The sky, too, is much on Sheilagh Head's mind in this exhibition. In painting after painting, it is the sky, rising over a ribbon of sea or a swathe of foliage, that predominates and it is the treatment of her skies that epitomises this distillation of her art. For she paints, not its literal appearance but her memory of it at a given season or time of day. This may reach symphonic proportions as she envelops the canvas in ever-shifting patterns of lavender blues, yellows, flushing pinks and the softest of greys.
It is indeed "the glory and the freshness of a dream''.
In the aptly titled God Calling, a shaft of sunlight filters from a sky that is charged with an aura of pale amethyst, while Evening Light captures that brief, magical moment when sky and water merge in a suffusion of pink and lilac light.
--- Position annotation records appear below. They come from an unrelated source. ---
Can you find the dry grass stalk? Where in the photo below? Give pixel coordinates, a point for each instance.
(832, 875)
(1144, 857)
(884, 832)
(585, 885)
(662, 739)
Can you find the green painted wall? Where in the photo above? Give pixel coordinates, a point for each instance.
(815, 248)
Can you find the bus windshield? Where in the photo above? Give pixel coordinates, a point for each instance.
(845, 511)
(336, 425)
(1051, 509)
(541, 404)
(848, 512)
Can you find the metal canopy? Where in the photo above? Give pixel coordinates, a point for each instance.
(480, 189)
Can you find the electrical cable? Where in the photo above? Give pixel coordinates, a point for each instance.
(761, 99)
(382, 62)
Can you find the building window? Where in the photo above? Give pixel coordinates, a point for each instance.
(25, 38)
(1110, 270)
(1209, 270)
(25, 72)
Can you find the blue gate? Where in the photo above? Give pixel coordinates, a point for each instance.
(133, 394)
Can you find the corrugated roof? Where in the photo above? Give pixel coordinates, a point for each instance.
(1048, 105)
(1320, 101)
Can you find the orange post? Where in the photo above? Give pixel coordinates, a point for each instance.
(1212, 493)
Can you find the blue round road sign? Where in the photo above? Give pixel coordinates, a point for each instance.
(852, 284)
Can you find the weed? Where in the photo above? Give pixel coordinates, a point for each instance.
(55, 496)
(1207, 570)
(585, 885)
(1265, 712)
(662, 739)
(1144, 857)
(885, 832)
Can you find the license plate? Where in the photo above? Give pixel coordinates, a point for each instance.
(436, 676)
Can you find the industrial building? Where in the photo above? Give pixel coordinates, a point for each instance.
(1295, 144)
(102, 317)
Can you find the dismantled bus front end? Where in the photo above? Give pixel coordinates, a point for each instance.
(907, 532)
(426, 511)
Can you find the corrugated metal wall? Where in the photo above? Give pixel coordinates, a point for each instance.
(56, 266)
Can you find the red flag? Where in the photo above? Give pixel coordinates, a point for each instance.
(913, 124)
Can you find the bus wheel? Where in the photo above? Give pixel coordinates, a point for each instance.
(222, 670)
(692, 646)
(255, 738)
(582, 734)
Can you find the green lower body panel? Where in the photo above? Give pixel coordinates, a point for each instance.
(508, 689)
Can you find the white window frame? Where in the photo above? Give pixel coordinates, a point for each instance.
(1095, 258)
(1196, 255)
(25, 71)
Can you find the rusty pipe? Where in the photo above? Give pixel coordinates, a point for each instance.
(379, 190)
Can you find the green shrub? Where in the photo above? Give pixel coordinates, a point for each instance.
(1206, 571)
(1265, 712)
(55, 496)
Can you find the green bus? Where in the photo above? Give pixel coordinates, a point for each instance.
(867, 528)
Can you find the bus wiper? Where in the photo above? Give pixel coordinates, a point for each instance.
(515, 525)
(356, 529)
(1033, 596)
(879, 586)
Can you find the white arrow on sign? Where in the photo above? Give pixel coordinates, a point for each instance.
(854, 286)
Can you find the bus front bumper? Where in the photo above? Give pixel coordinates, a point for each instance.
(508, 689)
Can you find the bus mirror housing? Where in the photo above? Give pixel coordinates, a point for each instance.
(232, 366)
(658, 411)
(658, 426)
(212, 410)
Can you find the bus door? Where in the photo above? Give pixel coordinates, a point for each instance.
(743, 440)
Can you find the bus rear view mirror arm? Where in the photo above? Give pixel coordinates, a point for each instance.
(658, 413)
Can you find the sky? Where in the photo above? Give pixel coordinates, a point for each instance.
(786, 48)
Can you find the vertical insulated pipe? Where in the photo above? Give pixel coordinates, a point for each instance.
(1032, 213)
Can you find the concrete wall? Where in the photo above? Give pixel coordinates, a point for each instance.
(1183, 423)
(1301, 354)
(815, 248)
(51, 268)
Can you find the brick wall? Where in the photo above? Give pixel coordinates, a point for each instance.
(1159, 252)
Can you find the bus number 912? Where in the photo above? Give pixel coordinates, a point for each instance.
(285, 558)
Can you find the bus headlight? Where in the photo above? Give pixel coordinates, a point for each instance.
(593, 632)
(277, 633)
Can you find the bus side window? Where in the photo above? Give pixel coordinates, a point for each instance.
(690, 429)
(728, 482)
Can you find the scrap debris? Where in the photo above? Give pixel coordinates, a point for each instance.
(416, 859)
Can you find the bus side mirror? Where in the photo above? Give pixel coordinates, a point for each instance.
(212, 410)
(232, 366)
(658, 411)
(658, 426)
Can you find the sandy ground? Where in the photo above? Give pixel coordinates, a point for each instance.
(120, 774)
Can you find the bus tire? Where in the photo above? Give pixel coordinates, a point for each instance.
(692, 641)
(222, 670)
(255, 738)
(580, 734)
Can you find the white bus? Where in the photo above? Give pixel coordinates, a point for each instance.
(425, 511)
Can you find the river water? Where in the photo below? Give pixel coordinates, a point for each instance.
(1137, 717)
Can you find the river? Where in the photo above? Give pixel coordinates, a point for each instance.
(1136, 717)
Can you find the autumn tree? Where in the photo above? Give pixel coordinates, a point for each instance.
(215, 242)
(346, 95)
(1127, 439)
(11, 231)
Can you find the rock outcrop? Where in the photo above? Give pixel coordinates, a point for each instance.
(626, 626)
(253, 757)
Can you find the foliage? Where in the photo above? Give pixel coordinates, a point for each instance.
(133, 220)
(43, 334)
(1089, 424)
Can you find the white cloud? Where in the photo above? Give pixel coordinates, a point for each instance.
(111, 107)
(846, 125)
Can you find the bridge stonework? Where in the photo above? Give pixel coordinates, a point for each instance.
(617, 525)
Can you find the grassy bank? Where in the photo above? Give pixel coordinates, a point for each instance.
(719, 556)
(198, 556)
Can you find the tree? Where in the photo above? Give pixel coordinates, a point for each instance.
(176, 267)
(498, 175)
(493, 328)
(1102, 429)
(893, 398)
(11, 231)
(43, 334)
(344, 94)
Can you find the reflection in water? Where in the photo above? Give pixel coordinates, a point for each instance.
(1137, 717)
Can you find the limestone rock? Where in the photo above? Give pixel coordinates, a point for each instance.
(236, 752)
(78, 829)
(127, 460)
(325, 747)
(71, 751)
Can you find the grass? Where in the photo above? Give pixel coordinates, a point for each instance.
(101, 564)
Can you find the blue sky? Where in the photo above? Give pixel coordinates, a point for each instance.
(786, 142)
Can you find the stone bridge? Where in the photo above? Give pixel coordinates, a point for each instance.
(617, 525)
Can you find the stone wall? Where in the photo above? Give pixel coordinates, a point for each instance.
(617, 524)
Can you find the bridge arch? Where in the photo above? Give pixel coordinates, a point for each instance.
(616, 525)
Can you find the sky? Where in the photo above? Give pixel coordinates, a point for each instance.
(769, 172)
We are still able to share Sheilagh Head's mystery excursions -- though whether these deserted cottages, rising like white-washed mirages from tangles of morning glory and poppy-strewn grasses, really exist or are merely a figment of her imagination, is anyone's guess. Where does she find the secret gardens brushed with freesias, or the agapanthas and Easter lilies holding sway in a wild landscape of deeply overgrown fields where shadows assume the blue-black of night? Don't miss this opportunity of seeing such a large collection of her work in one, very lingering glance. It is a feast for the eye and manna for the soul.
PATRICIA CALNAN ST. GEORGE'S LANE -- One of the miniature oils featured in Sheilagh Head's exhibition of paintings now on show at Heritage House.